Need to Know
R.I.P. The American Century
There is some debate about when the period of U.S. international leadership often described as “The American Century” began. Most frequently, people assert it commenced in the wake of the U.S.-led allied victory in World War II. Others, who see it as referring to the gradual rise to preeminence of U.S. power on the international stage might set the date earlier. Some might point America’s entry into World War I. Others might even suggest it began with the period of expansion that commenced near the turn of the century during the presidency of William McKinley and immediately afterwards that of his successor, Theodore Roosevelt.
There will likely be less disputing when the American Century died, however. While our decline began with ill-considered military debacles in Iraq and Afghanistan during the first two decades of this century (and with domestic policies that favored the rich, increased inequality and therefore division within our society, and the general sense of lazy entitlement that marked the checkered leadership tenure of the Baby Boom generation, our period of global leadership, the product of generations of great sacrifice, vision and commitment, was undoubtedly pronounced dead on February 28, 2025.

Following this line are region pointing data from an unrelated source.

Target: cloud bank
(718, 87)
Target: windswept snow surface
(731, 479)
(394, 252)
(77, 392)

On that date, this past Friday, America’s worst president, a man who has already contributed enormously to the country’s decline, Donald Trump, effectively announced his government’s formal abandonment of the principles, values, allies and institutions that were essential to our global leadership role. While he had attacked those foundations of American leadership throughout his first term in office, seeking to withdraw into a gated community vision of America’s role, and while he has accelerated his assault on that leadership role since reassuming office in January (see below for more on this), his pre-meditated ambush of Ukraine’s president in the Oval Office was a public confirmation that America had renounced its role as leader of the free world. Instead, it was more clearly communicated than ever before that Trump had chosen for us—with the support of his administration acolytes and the MAGA colony of worms on Capitol Hill—a new role as a satellite nation of Russia and a vassal state of its dictator Vladimir Putin.